Walter Laqueurs anrührendes Portrait von Jerusalem
Jerusalem sah ich zum ersten Mal am 15. November 1938 zur Mittagszeit, und manchmal scheint es mir, als wäre es erst gestern gewesen." Walter Laqueur war gerade 17 Jahre alt, als er in Palästina eintraf. Auf "legalem" Weg hatte er Deutschland verlassen; seine Eltern und viele Verwandten, denen die Ausreise verwehrt blieb, kamen später in Konzentrationslagern um. Er erlebte die Gründung Israels und siedelte 1956 nach Europa, später in die USA über.
Laqueur leitete von 1964 bis 1991 das renommierte Institute of Contemporary History in London und ist seit Ende der 60er-Jahre Mitarbeiter des Center of Strategic and International Studies in Washington. Seine Kenntnisse der politischen und kulturellen Geschichte Europas, Amerikas und Russlands hat er durch zahllose Publikationen unter Beweis gestellt. Ebenso bekannt wurde er als Analytiker des Terrorismus wie als Historiker des Zionismus.
Kaum ein anderer Zeithistoriker dürfte heute auf insgesamt 65 Jahre intime Kenntnis von Jerusalem zurückschauen können. Und kaum ein anderer kennt diese Stadt aus so tiefer persönlicher Anschauung und vermag ihre politische, kulturelle wie religiöse Gegenwart und Zukunft so kundig zu analysieren wie er.
1938 erschien ihm Jerusalem grau, hässlich und abweisend. Er schlug sich als Landarbeiter, später als Zeitungskorrespondent durch und lernte viele Menschen kennen, die er in diesem Buch mit kräftigem Strich skizziert, Emigranten ebenso wie überzeugte Zionisten, politische Talente wie Golda Meir, Professoren und Gelehrte wie etwa Gershom Scholem. Laqueur porträtiert Architekten und Philanthropen, Träumer und Aktivisten, die heute keiner mehr kennt. Es sind gerade diese Schilderungen pittoresker, brillanter, erfolgreicher und scheiternder Personen der 40er-Jahre - Juden wie Araber - im noch britischen Palästina, dann Israel, die hier ihren Biographen finden. Dies macht das lesenswerte Buch zu weitaus mehr als einem Stadtporträt. Ihm gelingt es vielmehr, tradierte Mythen zurechtzurücken.

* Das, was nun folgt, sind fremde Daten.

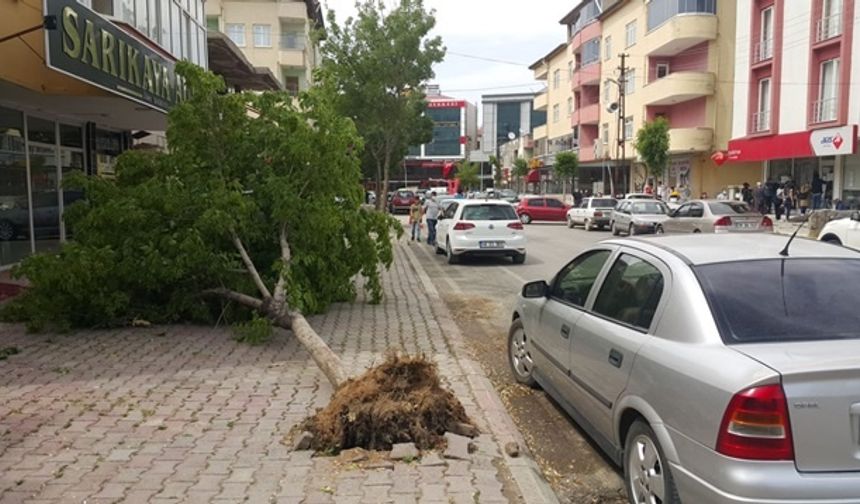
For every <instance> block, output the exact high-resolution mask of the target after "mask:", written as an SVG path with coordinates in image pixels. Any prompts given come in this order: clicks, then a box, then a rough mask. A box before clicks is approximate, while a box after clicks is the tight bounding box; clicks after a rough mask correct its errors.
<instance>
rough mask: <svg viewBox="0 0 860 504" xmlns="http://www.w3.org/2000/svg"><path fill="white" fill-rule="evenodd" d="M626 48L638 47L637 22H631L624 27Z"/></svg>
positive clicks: (624, 26)
mask: <svg viewBox="0 0 860 504" xmlns="http://www.w3.org/2000/svg"><path fill="white" fill-rule="evenodd" d="M624 43H625V47H632V46H634V45H636V20H635V19H634V20H633V21H630V22H629V23H627V24H626V25H625V26H624Z"/></svg>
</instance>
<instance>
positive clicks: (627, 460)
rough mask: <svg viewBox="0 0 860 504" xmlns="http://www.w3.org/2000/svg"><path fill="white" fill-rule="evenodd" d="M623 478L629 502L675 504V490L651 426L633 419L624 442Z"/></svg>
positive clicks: (655, 436)
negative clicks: (623, 462) (626, 437)
mask: <svg viewBox="0 0 860 504" xmlns="http://www.w3.org/2000/svg"><path fill="white" fill-rule="evenodd" d="M624 480H625V484H626V486H627V496H628V499H629V500H630V502H636V503H640V502H641V503H645V502H660V503H662V504H678V503H679V502H680V500H681V499H680V497H678V489H677V488H675V480H674V479H673V478H672V472H671V471H670V470H669V464H668V462H667V461H666V455H665V454H664V453H663V449H662V448H661V447H660V442H659V441H657V436H656V435H655V434H654V431H653V430H652V429H651V427H650V426H649V425H648V424H647V423H645V422H643V421H642V420H636V421H635V422H633V425H632V426H631V427H630V431H629V432H628V433H627V440H626V442H625V443H624Z"/></svg>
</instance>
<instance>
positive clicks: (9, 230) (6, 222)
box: [0, 219, 18, 241]
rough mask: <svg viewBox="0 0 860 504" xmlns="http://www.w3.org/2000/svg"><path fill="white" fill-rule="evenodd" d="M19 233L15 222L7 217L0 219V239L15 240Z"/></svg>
mask: <svg viewBox="0 0 860 504" xmlns="http://www.w3.org/2000/svg"><path fill="white" fill-rule="evenodd" d="M17 234H18V233H16V232H15V225H14V224H12V223H11V222H10V221H8V220H6V219H3V220H0V241H9V240H14V239H15V236H17Z"/></svg>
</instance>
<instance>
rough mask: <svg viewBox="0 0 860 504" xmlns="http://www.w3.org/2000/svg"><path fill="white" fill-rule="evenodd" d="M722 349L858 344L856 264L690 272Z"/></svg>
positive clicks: (766, 262) (741, 262) (782, 265)
mask: <svg viewBox="0 0 860 504" xmlns="http://www.w3.org/2000/svg"><path fill="white" fill-rule="evenodd" d="M694 270H695V272H696V275H697V276H698V278H699V282H700V283H701V284H702V288H703V290H704V292H705V297H706V298H707V300H708V303H709V304H710V306H711V311H712V312H713V313H714V319H715V320H716V321H717V326H718V327H719V329H720V334H721V336H722V338H723V341H724V342H725V343H726V344H737V343H759V342H780V341H808V340H831V339H848V338H860V311H858V310H857V293H856V287H855V282H853V281H851V279H856V278H860V260H857V259H806V258H804V259H768V260H759V261H743V262H728V263H720V264H710V265H702V266H696V267H694Z"/></svg>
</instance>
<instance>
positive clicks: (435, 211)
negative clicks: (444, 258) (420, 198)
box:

Eine Autobiografie ist es aber nicht. Dafür ist Laqueurs Grundhaltung zu nüchtern. Sentimentales findet man bei ihm nie, Privates nur am Rande. Seine Gedächtnisstützen sind nicht Tagebuchaufzeichnungen oder Briefe, nicht die Bibel oder Zeitungsarchive, sondern das Jerusalemer Telefonbuch von 1946 und das "Who's Who" von 1947. Jedes Kapitel nimmt seinen anschaulichen Ausgang bei einem persönlichen Spaziergang durch die Straßen eines Viertels. Er ist ein distanzierter Beobachter der Menschen und der Stadt, dem Symbol zweier Weltreligionen.
Gerade an der großen symbolischen Aufladung dieser Stadt wird sich, so der Autor, Jerusalems Zukunft entscheiden. Wird es wie so oft ein Stolperstein auf dem Weg zum Frieden sein? Derzeit wird Jerusalem zunehmend von Ultraorthodoxen dominiert - auch der derzeitige Bürgermeister Uri Lupolianski zählt dazu -, die Israel ebenso rigoros ablehnen wie den Zionismus; andererseits wird ihre Lebensform durch eben diesen Staat maßgeblich subventioniert. Der Laizist Laqueur spart nicht mit Kritik an dieser wie an anderen Entwicklungen, die in seinen Augen die Existenz Jerusalems gefährden, dieser Stadt, die ihm so am Herzen liegt.
Walter Laqueur
Jerusalem.
Jüdischer Traum und israelische Wirklichkeit.
Aus dem Englischen von Hans-Ulrich Seebohm.